I am a PhD student in the Mobility Transformation Lab at the University of Michigan. Before that, I received a MSc from the Intelligent Driving Lab (iDLab) at Tsinghua University. My research covers neural network, reinforcement learning, autonomous driving, and quantum computing. I am dedicated to building more intelligent and safer AI for automated vehicles, while also developing the next-generation paradigm for neural network training.
University of Michigan
Ph.D in Civil Engineering & Scientific Computing
Tsinghua University
M.Sc in Mechanical Engineering

We proposed Ising learning algorithm, the first technique to train multilayer feedforward neural networks on Ising machines (quantum computers). The training time is reduced by 90% compared to CPU/GPU.

We unified the filtering and control capabilities into a single policy network in RL, achieving SOTA noise robustness and action smoothness in real-world control tasks.

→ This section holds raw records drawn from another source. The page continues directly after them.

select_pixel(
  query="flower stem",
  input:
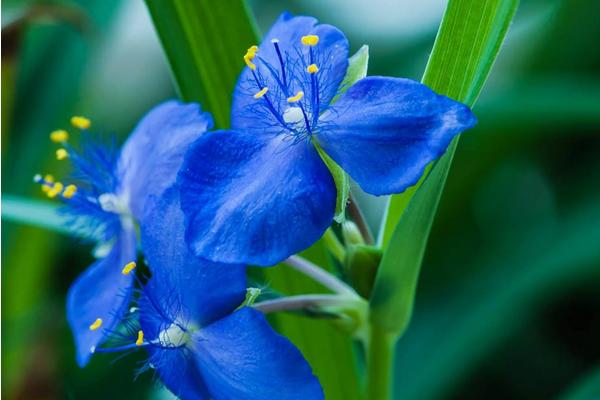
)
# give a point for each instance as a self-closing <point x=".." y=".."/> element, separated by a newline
<point x="301" y="302"/>
<point x="334" y="245"/>
<point x="380" y="360"/>
<point x="320" y="275"/>
<point x="359" y="220"/>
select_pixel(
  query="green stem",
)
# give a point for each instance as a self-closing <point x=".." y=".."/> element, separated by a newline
<point x="380" y="360"/>
<point x="334" y="246"/>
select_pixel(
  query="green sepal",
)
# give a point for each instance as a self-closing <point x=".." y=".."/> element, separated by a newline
<point x="342" y="184"/>
<point x="357" y="69"/>
<point x="361" y="266"/>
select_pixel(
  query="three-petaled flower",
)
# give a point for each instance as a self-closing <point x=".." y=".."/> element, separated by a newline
<point x="113" y="189"/>
<point x="261" y="191"/>
<point x="201" y="343"/>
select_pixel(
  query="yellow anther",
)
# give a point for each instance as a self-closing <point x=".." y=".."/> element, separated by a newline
<point x="248" y="60"/>
<point x="312" y="69"/>
<point x="69" y="191"/>
<point x="80" y="122"/>
<point x="297" y="97"/>
<point x="128" y="268"/>
<point x="55" y="190"/>
<point x="48" y="180"/>
<point x="310" y="40"/>
<point x="261" y="93"/>
<point x="61" y="154"/>
<point x="140" y="340"/>
<point x="97" y="324"/>
<point x="59" y="136"/>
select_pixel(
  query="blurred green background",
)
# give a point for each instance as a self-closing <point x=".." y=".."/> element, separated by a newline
<point x="509" y="300"/>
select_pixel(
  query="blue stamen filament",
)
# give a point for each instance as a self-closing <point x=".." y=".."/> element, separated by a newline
<point x="282" y="83"/>
<point x="314" y="83"/>
<point x="283" y="77"/>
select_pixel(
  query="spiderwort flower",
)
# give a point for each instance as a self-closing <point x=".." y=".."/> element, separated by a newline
<point x="260" y="192"/>
<point x="199" y="344"/>
<point x="113" y="189"/>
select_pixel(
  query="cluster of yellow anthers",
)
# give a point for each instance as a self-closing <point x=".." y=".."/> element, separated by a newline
<point x="97" y="324"/>
<point x="308" y="40"/>
<point x="61" y="136"/>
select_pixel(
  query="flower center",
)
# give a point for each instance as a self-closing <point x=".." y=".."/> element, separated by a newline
<point x="174" y="336"/>
<point x="294" y="117"/>
<point x="281" y="89"/>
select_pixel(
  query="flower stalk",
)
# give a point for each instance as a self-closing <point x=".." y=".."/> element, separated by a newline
<point x="320" y="275"/>
<point x="380" y="359"/>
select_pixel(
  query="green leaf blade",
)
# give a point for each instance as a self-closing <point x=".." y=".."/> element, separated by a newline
<point x="205" y="58"/>
<point x="465" y="48"/>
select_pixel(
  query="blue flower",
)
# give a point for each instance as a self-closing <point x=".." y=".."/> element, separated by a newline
<point x="113" y="190"/>
<point x="200" y="346"/>
<point x="260" y="192"/>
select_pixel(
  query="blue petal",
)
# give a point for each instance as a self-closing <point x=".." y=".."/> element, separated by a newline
<point x="241" y="357"/>
<point x="330" y="54"/>
<point x="102" y="291"/>
<point x="385" y="131"/>
<point x="178" y="372"/>
<point x="183" y="286"/>
<point x="152" y="155"/>
<point x="254" y="199"/>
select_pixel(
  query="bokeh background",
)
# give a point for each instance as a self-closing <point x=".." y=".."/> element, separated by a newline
<point x="508" y="304"/>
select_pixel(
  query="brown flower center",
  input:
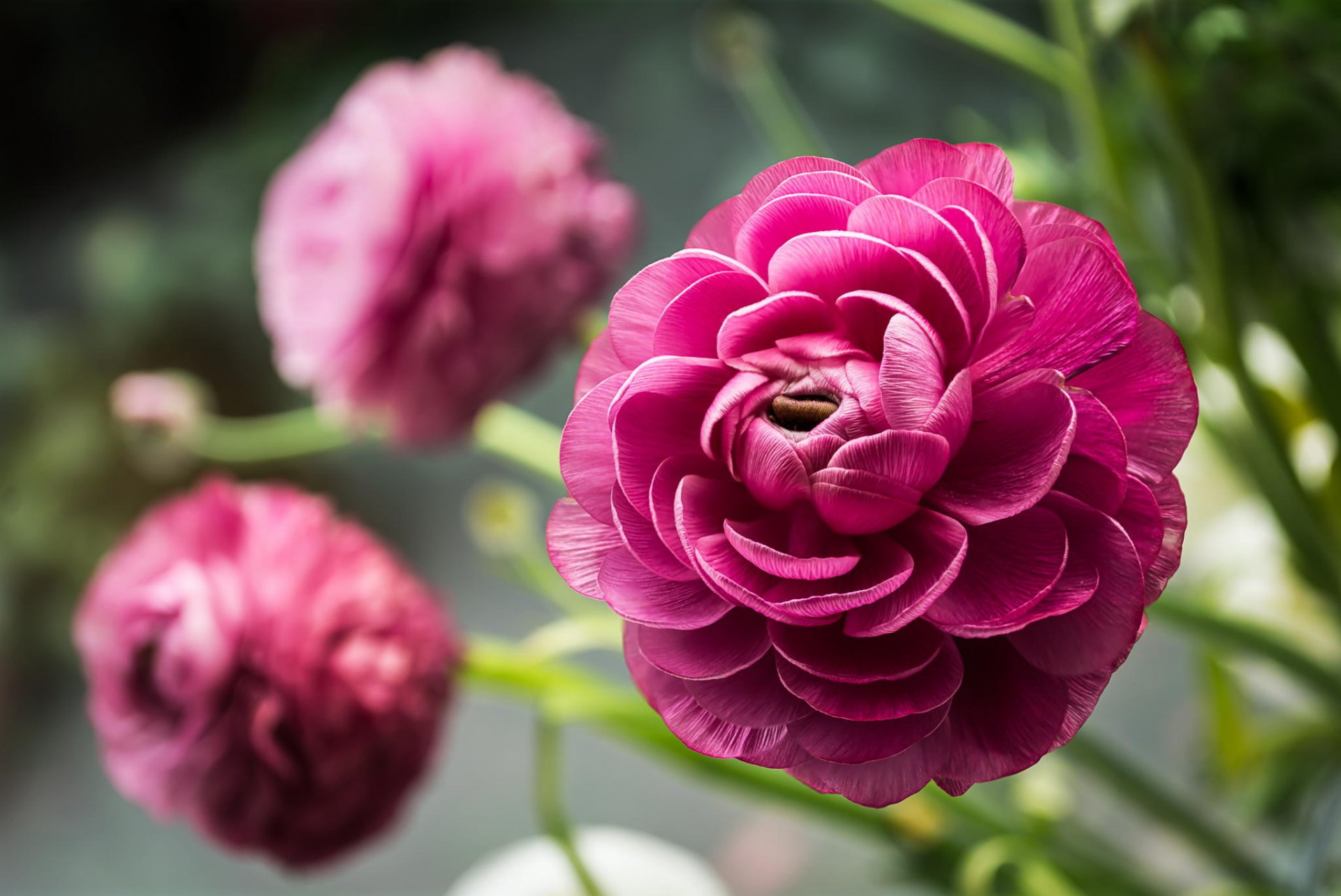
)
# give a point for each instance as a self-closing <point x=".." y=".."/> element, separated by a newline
<point x="801" y="413"/>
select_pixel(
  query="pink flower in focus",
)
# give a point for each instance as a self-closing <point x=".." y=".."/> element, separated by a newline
<point x="263" y="670"/>
<point x="879" y="473"/>
<point x="434" y="240"/>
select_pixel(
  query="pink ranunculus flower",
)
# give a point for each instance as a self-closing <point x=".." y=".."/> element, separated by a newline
<point x="430" y="244"/>
<point x="265" y="670"/>
<point x="877" y="470"/>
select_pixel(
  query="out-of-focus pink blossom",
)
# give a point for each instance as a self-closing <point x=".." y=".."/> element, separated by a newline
<point x="431" y="243"/>
<point x="879" y="473"/>
<point x="263" y="670"/>
<point x="164" y="402"/>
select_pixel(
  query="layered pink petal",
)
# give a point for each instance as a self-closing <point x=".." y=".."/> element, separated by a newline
<point x="1101" y="629"/>
<point x="1010" y="565"/>
<point x="779" y="219"/>
<point x="587" y="451"/>
<point x="1005" y="717"/>
<point x="1013" y="454"/>
<point x="1084" y="310"/>
<point x="923" y="691"/>
<point x="641" y="596"/>
<point x="718" y="649"/>
<point x="829" y="652"/>
<point x="1150" y="390"/>
<point x="638" y="304"/>
<point x="907" y="168"/>
<point x="688" y="326"/>
<point x="578" y="545"/>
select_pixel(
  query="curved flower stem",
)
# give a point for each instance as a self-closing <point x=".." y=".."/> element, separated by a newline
<point x="571" y="695"/>
<point x="1087" y="108"/>
<point x="576" y="695"/>
<point x="738" y="42"/>
<point x="1250" y="639"/>
<point x="520" y="438"/>
<point x="994" y="35"/>
<point x="549" y="800"/>
<point x="1135" y="786"/>
<point x="249" y="440"/>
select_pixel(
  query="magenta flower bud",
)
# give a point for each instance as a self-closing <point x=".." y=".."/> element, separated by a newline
<point x="164" y="402"/>
<point x="879" y="473"/>
<point x="434" y="240"/>
<point x="265" y="670"/>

We proposed DACER, an online reinforcement learning algorithm that utilizes a diffusion model as the actor network to enhance the representational capacity of the policy.

we proposed a variant of neural ODE, called SmODE, to smooth out control actions in RL. A mapping function is incorporated to estimate the changing speed of system dynamics.

We proposed a policy network for RL with low-pass filtering ability, named Smonet, to alleviate the action nonsmoothness issue by learning a low-frequency representation within hidden layers.